Doch diese wenigen Sekunden verschafften Wil die Zeit die er brauchte, um sich zu erholen. Augenblicklich hob er den Arm, und sogleich sprühten die blauen Flammen. Sie streiften den Raffer, doch wieder gelang es dem gräßlichen Ungeheuer zu entkommen, indem er behende davonsprang und hinter der Säule des Blutfeuers Schutz suchte.

Wil wartete. Seine Augen durchschweiften aufmerksam die Steinkammer. Nirgends war eine Spur des Dämons zu sehen. Angestrengt suchte er in den Schatten. Er wußte, daß das Ungeheuer wiederkommen würde. Aber er konnte es nicht entdecken. Eretria kauerte zitternd wie Espenlaub neben ihm, noch immer den Dolch in der Hand. Ihr Gesicht war verschmiert von Schmutz und Tränen. Hebel beugte sich zu Drifter hinunter und streichelte flüsternd seine Hand. Die Sekunden verrannen. Noch immer regte sich nichts.

Dann blickte Wil auf. Der Raffer hing oben an der Decke der Höhle.

Er sah ihn gerade noch, als er sich schon auf ihn niederfallen ließ. Seine aschgrauen Gewänder flatterten wie Flügel. Mit einer kräftigen Bewegung stieß Wil Eretria zur Seite und hob die Elfensteine hoch. Wie eine große Raubkatze landete der Dämon vor ihnen, gewaltig und geschmeidig. Eretria schrie laut auf und taumelte voller Entsetzen zurück. Langsam, langsam weitete sich das schwarze Loch der Kapuze und versteinerte Wil Ohmsford mit leerem Starren. Wil war unfähig, sich zu rühren. Die Schwärze, die gesichtslose, undurchdringliche Schwärze hielt ihn fest.

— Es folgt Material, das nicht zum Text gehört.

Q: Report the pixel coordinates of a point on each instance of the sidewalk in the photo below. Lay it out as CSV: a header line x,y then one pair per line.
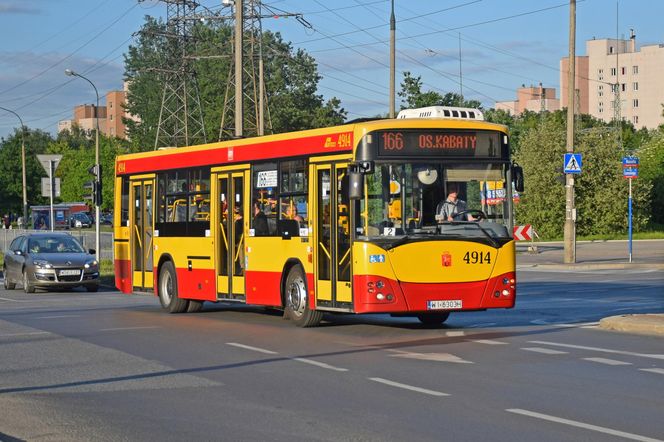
x,y
603,255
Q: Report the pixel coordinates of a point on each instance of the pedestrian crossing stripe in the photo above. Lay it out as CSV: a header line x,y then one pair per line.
x,y
572,163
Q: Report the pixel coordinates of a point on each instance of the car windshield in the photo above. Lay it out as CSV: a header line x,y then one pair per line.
x,y
54,244
464,200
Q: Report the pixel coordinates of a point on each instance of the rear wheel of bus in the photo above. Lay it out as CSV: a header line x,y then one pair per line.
x,y
297,300
433,319
168,290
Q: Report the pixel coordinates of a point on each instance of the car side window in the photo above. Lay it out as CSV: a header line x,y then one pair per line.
x,y
15,244
22,244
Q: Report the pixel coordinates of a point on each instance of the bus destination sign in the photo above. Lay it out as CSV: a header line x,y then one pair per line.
x,y
438,143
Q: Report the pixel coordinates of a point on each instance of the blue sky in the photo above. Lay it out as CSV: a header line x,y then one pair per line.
x,y
504,44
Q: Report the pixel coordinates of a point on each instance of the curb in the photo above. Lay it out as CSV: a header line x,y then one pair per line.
x,y
643,324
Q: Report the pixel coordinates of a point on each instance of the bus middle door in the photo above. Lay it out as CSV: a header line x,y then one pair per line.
x,y
332,247
141,234
231,215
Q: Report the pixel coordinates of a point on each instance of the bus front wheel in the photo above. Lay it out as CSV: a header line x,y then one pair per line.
x,y
168,290
297,300
433,319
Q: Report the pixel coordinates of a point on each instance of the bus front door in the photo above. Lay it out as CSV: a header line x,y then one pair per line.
x,y
231,213
141,234
332,250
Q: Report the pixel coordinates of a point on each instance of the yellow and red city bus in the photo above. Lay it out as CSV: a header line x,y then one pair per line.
x,y
334,220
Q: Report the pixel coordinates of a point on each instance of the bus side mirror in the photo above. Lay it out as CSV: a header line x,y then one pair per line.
x,y
355,185
517,177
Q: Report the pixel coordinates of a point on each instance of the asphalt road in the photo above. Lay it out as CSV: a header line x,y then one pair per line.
x,y
105,366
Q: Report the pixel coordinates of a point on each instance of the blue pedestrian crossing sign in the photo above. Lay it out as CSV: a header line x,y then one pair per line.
x,y
572,163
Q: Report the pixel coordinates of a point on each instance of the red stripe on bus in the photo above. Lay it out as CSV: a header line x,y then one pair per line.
x,y
413,297
263,288
123,275
237,154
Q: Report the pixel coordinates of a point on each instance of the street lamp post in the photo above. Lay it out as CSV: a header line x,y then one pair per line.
x,y
25,191
71,73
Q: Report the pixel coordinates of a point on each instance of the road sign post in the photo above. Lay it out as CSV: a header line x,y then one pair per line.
x,y
630,172
50,164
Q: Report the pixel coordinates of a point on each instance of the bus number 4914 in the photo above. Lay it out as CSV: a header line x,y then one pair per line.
x,y
477,258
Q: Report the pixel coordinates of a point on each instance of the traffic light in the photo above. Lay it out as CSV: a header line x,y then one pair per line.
x,y
96,184
89,191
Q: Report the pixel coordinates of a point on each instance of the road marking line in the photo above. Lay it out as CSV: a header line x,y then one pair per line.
x,y
14,300
484,324
579,325
605,350
489,342
12,335
583,425
319,364
546,351
248,347
57,317
607,361
437,357
409,387
129,328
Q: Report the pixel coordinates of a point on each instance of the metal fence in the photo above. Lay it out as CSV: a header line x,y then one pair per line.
x,y
85,237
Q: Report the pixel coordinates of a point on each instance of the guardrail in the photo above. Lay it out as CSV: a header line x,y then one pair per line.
x,y
85,237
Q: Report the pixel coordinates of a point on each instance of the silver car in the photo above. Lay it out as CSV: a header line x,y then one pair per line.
x,y
49,260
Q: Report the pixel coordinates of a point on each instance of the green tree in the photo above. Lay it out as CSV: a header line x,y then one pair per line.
x,y
413,97
600,190
77,148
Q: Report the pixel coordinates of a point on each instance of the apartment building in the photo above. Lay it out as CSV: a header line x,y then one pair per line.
x,y
110,116
533,98
616,63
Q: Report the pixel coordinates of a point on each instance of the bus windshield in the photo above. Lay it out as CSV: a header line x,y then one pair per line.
x,y
442,199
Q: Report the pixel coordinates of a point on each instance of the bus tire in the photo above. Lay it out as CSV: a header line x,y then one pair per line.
x,y
433,319
194,306
8,285
168,290
27,287
296,300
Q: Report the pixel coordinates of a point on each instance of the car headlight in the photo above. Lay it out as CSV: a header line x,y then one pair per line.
x,y
42,264
91,264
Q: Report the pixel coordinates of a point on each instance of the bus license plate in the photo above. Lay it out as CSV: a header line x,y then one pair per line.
x,y
453,304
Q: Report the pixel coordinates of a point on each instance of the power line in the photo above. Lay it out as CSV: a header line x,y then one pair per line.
x,y
71,54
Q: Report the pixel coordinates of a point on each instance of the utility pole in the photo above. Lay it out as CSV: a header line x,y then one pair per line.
x,y
570,209
393,28
181,115
239,110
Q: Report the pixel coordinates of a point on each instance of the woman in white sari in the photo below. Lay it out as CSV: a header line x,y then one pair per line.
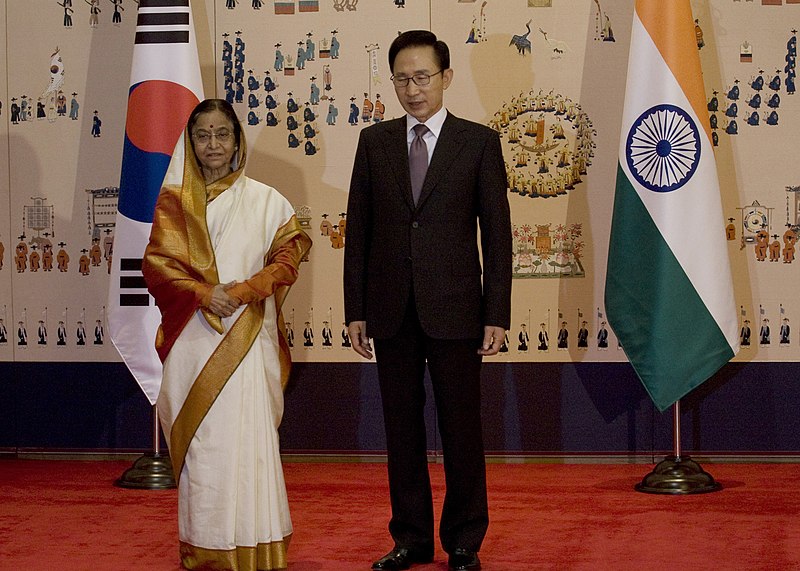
x,y
224,250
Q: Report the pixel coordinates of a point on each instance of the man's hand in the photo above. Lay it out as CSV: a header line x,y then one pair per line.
x,y
493,338
221,303
357,330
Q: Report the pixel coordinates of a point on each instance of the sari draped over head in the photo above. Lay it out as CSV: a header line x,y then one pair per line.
x,y
221,398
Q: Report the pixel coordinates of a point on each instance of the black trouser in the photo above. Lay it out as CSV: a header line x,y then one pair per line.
x,y
454,367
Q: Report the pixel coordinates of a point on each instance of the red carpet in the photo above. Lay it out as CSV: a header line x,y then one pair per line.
x,y
66,515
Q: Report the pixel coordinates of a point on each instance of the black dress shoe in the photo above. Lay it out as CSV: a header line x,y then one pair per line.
x,y
400,558
464,560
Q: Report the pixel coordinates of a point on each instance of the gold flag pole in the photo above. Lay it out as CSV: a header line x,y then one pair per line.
x,y
152,471
678,474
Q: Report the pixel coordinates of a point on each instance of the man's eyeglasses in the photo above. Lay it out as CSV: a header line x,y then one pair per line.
x,y
419,79
204,137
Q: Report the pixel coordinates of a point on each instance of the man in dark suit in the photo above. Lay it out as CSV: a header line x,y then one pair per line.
x,y
413,283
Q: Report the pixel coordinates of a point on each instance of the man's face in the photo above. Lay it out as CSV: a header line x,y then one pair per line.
x,y
421,101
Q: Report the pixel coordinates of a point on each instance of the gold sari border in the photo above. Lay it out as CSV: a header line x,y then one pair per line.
x,y
212,379
263,557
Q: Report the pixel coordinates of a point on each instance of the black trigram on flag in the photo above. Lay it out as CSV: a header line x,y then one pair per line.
x,y
133,289
163,26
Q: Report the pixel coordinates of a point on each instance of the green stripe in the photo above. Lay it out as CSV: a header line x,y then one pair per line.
x,y
670,338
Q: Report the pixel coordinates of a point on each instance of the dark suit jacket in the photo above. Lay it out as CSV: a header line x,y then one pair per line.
x,y
393,248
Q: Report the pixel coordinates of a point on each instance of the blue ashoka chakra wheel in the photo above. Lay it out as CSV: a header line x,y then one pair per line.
x,y
663,148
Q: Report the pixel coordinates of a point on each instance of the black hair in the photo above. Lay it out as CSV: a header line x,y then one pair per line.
x,y
208,105
417,38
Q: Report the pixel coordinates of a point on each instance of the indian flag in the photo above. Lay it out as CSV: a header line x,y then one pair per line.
x,y
669,295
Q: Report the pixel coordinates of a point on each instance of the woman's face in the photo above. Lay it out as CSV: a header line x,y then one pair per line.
x,y
214,140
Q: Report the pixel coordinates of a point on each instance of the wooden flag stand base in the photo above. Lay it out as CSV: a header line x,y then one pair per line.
x,y
153,471
678,474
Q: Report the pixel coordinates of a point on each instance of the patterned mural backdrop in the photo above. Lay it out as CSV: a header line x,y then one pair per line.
x,y
306,76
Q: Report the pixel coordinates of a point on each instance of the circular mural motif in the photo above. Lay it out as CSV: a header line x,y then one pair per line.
x,y
547,143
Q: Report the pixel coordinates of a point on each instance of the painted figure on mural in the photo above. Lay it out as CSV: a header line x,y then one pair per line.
x,y
315,92
602,336
47,256
744,333
327,335
583,336
544,338
366,109
380,109
785,331
563,336
352,119
333,112
61,334
73,107
21,257
116,18
96,124
94,12
335,45
523,338
67,5
34,258
62,258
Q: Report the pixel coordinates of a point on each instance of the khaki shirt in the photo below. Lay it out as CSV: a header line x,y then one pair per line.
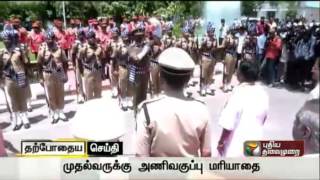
x,y
58,56
89,54
17,58
178,128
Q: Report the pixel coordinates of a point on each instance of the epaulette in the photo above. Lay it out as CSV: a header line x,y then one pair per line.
x,y
17,49
198,100
148,101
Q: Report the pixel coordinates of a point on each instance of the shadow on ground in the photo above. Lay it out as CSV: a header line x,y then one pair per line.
x,y
37,119
4,125
70,114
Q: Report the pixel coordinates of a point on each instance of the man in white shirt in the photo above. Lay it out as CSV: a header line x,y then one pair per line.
x,y
244,114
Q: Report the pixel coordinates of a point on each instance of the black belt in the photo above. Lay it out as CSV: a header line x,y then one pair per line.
x,y
90,68
47,71
230,51
207,54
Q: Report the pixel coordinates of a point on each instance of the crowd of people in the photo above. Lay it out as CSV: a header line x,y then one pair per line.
x,y
135,57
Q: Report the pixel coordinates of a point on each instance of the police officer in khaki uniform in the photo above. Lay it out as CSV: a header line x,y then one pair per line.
x,y
139,62
208,61
90,57
229,44
13,65
115,46
168,39
249,49
156,48
123,70
53,65
21,43
173,125
74,53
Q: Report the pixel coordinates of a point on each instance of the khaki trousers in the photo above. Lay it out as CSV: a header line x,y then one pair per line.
x,y
229,67
18,96
55,91
139,89
155,79
207,66
92,84
123,81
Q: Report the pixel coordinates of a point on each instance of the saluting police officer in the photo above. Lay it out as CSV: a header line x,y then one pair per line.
x,y
74,52
13,65
168,39
139,53
90,62
173,125
156,48
208,61
115,46
53,66
123,70
229,43
249,49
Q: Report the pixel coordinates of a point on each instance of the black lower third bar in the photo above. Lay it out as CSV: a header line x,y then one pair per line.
x,y
104,149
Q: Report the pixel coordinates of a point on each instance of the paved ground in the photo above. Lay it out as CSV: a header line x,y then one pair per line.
x,y
283,106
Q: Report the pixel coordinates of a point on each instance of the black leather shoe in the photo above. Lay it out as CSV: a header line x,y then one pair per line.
x,y
17,127
26,126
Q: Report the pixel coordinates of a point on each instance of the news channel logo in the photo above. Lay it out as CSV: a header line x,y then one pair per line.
x,y
252,148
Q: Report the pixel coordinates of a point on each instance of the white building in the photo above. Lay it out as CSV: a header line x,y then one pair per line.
x,y
279,10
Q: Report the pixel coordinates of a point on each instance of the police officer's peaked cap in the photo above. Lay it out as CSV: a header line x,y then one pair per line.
x,y
50,34
90,33
7,34
140,28
176,59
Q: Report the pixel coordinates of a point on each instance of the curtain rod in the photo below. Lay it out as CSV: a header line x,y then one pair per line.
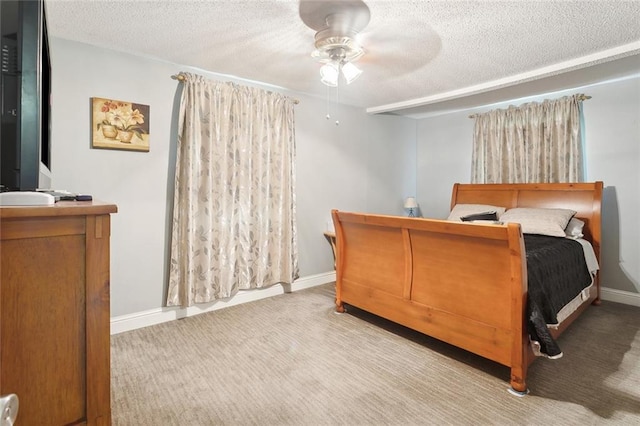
x,y
180,77
580,98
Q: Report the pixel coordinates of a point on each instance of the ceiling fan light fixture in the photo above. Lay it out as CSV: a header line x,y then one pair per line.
x,y
329,74
350,72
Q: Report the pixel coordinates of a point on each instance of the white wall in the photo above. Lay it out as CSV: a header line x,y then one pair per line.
x,y
612,136
366,163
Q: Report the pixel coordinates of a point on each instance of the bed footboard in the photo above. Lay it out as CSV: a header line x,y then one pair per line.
x,y
461,283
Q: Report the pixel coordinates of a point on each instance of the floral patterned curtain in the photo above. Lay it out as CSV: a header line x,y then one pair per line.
x,y
536,142
234,205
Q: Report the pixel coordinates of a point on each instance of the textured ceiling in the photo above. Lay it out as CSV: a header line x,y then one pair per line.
x,y
418,53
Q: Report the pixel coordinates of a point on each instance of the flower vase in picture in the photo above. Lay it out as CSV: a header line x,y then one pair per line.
x,y
109,131
120,125
125,136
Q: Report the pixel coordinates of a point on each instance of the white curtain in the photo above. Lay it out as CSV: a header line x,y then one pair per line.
x,y
234,205
536,142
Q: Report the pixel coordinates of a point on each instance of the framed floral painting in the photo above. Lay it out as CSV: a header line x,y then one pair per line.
x,y
119,125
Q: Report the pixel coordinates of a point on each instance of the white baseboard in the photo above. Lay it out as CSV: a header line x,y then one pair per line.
x,y
619,296
129,322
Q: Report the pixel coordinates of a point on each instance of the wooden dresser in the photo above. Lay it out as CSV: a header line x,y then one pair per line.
x,y
54,312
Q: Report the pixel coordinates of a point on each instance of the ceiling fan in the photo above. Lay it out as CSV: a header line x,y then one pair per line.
x,y
337,24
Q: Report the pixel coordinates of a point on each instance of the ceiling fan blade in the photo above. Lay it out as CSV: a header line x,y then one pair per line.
x,y
355,14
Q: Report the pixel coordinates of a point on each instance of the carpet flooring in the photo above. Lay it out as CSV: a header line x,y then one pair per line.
x,y
291,360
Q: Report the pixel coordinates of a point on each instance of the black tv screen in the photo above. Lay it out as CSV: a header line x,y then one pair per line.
x,y
25,80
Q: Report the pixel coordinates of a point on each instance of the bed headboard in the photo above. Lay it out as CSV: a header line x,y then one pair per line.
x,y
584,197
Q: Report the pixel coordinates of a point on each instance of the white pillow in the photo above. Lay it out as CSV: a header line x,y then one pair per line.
x,y
539,220
461,210
574,228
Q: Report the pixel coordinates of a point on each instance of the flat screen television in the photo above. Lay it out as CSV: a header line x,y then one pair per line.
x,y
25,154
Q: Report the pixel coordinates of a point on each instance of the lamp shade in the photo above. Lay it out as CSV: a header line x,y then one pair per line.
x,y
329,74
410,203
350,72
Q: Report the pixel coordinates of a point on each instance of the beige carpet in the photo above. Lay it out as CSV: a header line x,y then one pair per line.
x,y
290,360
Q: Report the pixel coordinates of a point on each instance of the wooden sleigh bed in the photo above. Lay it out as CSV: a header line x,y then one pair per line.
x,y
462,283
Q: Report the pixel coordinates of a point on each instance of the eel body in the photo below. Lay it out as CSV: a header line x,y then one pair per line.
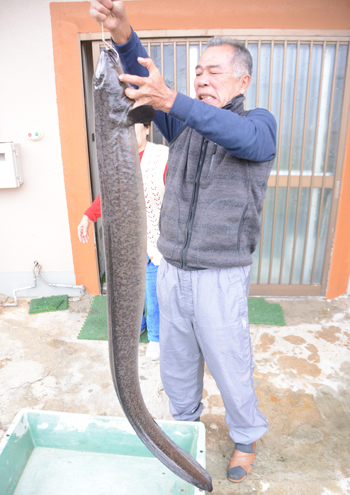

Dann sprang der Raffer, und Wil hatte flüchtig das Gefühl, von ihm verschlungen zu werden. In diesem Moment wäre er umgekommen, wäre nicht die wunderbare Kraft der Elfensteine gewesen. Suchende Steine, hatte Allanon sie genannt, und durch seinen Geist hallte der Warnruf- such das Gesicht des Raffers! Schneller als ein Gedanke fliegt, wirkte der Zauber, machte ihn blind für das schreckliche Ungeheuer, für seine Angst und seinen Schmerz, für alles außer dem Instinkt zu überleben. Er hörte sich aufschreien, und die blauen Flammen barsten aus ihm hervor. Sie rasten züngelnd durch die gesichtslose Kapuze, umklammerten wie ein Schraubstock den unsichtbaren Kopf. Wie ein Rasender suchte der Dämon sich zu befreien. Wil Ohmsfords Hände verklammerten sich vor ihm, und der Elfenzauber fuhr aus seinem Körper in den Raffer, hob ihn vom Boden empor und schleuderte ihn gegen die Höhlenmauer. Dort hing der Raffer, aufgespießt auf einer blitzenden Klinge blauen Feuers. Einen Augenblick später durchdrang das Feuer die Gewänder des Dämons und explodierte in einer hohen Stichflamme blendenden Lichts.

Als das Feuer erlosch, war vom Raffer nur eine Kohlezeichnung verschlungener Gewänder übrig, die tief in den Fels eingegraben war.